9 Jobs That Grew After the Recession

NEW YORK (MainStreet) -- A good job is hard to find in this economy, but one recent report shows it's not impossible.

Of all the jobs lost during the recession and its aftermath, the occupations that were hardest hit were midlevel positions, which accounted for 60% of the jobs lost between the first quarter of 2008 and the first quarter of 2010, according to an analysis of labor data by the National Employment Law Project.

Midwage positions are defined as those paying between $13.53 and $20.66 an hour, or roughly $28,000 to $43,000 a year, and these are typically the jobs that serve as the bread and butter for many lower- and middle-income Americans.

During the economic recovery that followed the recession, the labor market showed modest signs of improvement, but most of the new jobs were low-wage positions, which the NELP found expanded by 3.2% between the first quarter of 2010 and the first quarter of 2011. By comparison, midwage jobs grew by just 1.2% during that time period.

Even so, some of the good jobs have started to return. NELP singled out several midwage positions that added tens of thousands of jobs in the same period. Not all have bright employment prospects in the long term, but if you are looking for a good, paying job right now, these may just be your best bet.

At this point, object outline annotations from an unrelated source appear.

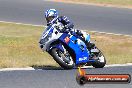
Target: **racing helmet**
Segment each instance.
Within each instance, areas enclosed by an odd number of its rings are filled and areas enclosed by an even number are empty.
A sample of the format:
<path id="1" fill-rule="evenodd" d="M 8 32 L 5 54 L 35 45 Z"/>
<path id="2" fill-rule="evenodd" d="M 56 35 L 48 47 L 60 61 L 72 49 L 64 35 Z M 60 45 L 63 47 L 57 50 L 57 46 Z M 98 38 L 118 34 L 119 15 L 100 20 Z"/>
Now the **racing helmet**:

Ninth-biggest growth: First-line supervisors of production and operating workers
The construction industry was hit hard by the recession as the housing crunch cut into the sector's business, and in the years since the recession ended has continued to struggle. But some professions within the industry have fared better than others, including first-line supervisors, who oversee the day-to-day operations of machine setters, assemblers, system operators and more.
Employment growth between 2010-11: 79,622
Median hourly wage: $19.45

Eighth-biggest growth: Sales representatives, services, all other
Sales associates and cashiers often rank on the lower end of the pay scale, but according to the Bureau of Labor Statistics, these particular representatives typically work in better-paying industries such as telecommunications and computer systems design, accounting for their growth.
Employment growth between 2010-11: 80,379
Median hourly wage: $20.43

Seventh-biggest growth: Bailiffs, correctional officers and jailers
This industry may be hiring, but there is a trade-off. As reported, working as a correctional officer is one of the most dangerous jobs in the U.S., with the fifth-highest number of injuries of any profession in 2009, and the second-highest rate of injuries caused by assault.
Employment growth between 2010-11: 81,609
Median hourly wage: $16.09

Sixth-biggest growth: Telecommunications line installers and repairers
Not only did this profession add nearly 100,000 workers, but these employees had the highest median salary of any on this list, earning $20.66 an hour or just more than $40,000 a year when working full time. That said, working as a line installer or repairman may not be the best long-term strategy; the BLS projects this profession will shrink by 11% in the 10-year period ending in 2018.
Employment growth between 2010-11: 94,997
Median hourly wage: $20.66

Fifth-biggest growth: Preschool and kindergarten teachers
Teachers in elementary school and preschool, on the other hand, are increasing their ranks now and are expected to continue expanding throughout the decade. In particular, the BLS notes that those who teach math, science and foreign languages or who teach in urban and rural areas will be increasingly in demand in the years to come.
Employment growth between 2010-11: 98,330
Median hourly wage: $13.74

Fourth-biggest growth: Food service managers
As previous studies have pointed out, the food services industry added more jobs than any other last year, but unfortunately most tend to be low-paying positions. One clear exception is food services managers, who earn nearly twice as much as dishwashers, fast food chefs and others in the industry.
Employment growth between 2010-11: 136,937
Median hourly wage: $15

Third-biggest growth: Metal workers and plastic workers, all other
According to the BLS, these workers most often manufacture steel, cutlery, spring and wire and earn a decent wage doing so.
Employment growth between 2010-11: 140,966
Median hourly wage: $14.15

Second-biggest growth: Bookkeeping, accounting and auditing clerks
If the financial crisis of 2008 is evidence of anything, it's that we need more auditors. And by all accounts, that seems to be exactly what is happening. This profession grew by 150,000 last year and the first quarter of 2011, and the BLS estimates it will grow even more by 2018.
Employment growth between 2010-11: 150,269
Median hourly wage: $15.61

Biggest growth: Machinists
No industry added more jobs than machinists last year and in the beginning of 2011, but the long-term job prospects for these workers is mixed. According to the BLS, the total number of workers employed as machinists is expected to decline by 5% between 2008 and 2018, partly because of increased competition from companies abroad, but also because fewer people are expected to pursue the necessary studies to become machinists. As a result, even though there will be fewer machinists, those who pursue this career path should have an easier time finding work at home.